Okay, so where were we? Oh yeah.
So by this point it’s coming up to the end of November, and my hair is still falling out and growing back thick and fast. Some of my head is bald, some of it is all tufty and the rest is still long and red.
So I go and see my amazing hair dresser Ria to see if she can do anything to hide my patches a bit better. She cuts the length off from past my shoulder to a chin-skimming bob and then shaves off one side so I look a bit like Skrillex. Although that does a pretty great job at hiding my patches, when I looked in the mirror and I just didn’t see me. I’d lost so much hair that it was all so thin and limp. But Ria assured me that if it got much worse I could come back and she would shave it all off.
Meanwhile, my wonderful Doctor, Doctor John has referred me to the dermatologist to see if they can help with the hair loss.
So the Skrillex hair cut lasts for little under a week before I lose a massive clump of hair right in the middle of my parting, I go back to Ria and she shaves it all off, the best thing about having my hair shaved right down to a number 1 is it got rid of all of my half growing back patches and made it look way less patchy, and I could almost imagine that my hair was like that because I chose it to be, not because this stupid disease was ruining my hair, my happiness and my self esteem.
Around the beginning of December some of my friends and I got tickets to see Snoop Dogg (or rather, DJ Snoopadelic) at this club in town called Shoosh. Not actually being 18 at the time, I borrowed my friend Emmy’s ID. The thing was, I couldn’t really wear a big itchy, hot wig in the club, it was going to be rammed. So, I went bald. This was one of the only times I had been out in public without anything covering my head. This was partly because my head got so cold, and partly because I was insecure. I almost always covered my head with a beanie, wig or headscarf.
Exposing my head in a public place was a big step for me, and although all my friends, family and Dylan were incredibly supportive, I cannot say the same for the British public.
For one thing, that night at Snoop Dogg, I went to the loo and came out to wash my hands (avoiding my appearance, for obvious reasons) when girls behind me who were re-doing hair and touching up their make up decided to openly bitch about me.

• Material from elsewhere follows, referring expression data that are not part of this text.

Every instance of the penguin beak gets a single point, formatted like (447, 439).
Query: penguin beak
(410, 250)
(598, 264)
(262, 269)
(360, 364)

There was barely a meter between us. What shocked me most was not the horrible things they said (saying I looked too masculine to be in the female toilets, that I looked like a bouncer etc etc) but that there was quite clearly something wrong with me but decided to make me feel even lower than I already felt.
On another occasion when I had taken of my beanie for a quick scratch, a man walking past me stopped, physically recoiled before proclaiming “eugh, I thought you were some faggot transvestite’.
Incidents like these, accompanied by odd looks in the streets and whispers as I passed in college and in the street made me feel totally isolated and alone. It was coming up to Christmas by this point, but my Christmas cheer was evaporating. I had begun to research alopecia online and although I had found forums etc, I didn’t feel connected to these people…so I turned to YouTube, and to this day I consider that one of the best decisions I have ever made. It was because in doing so I found Charlotte’s YouTube channel.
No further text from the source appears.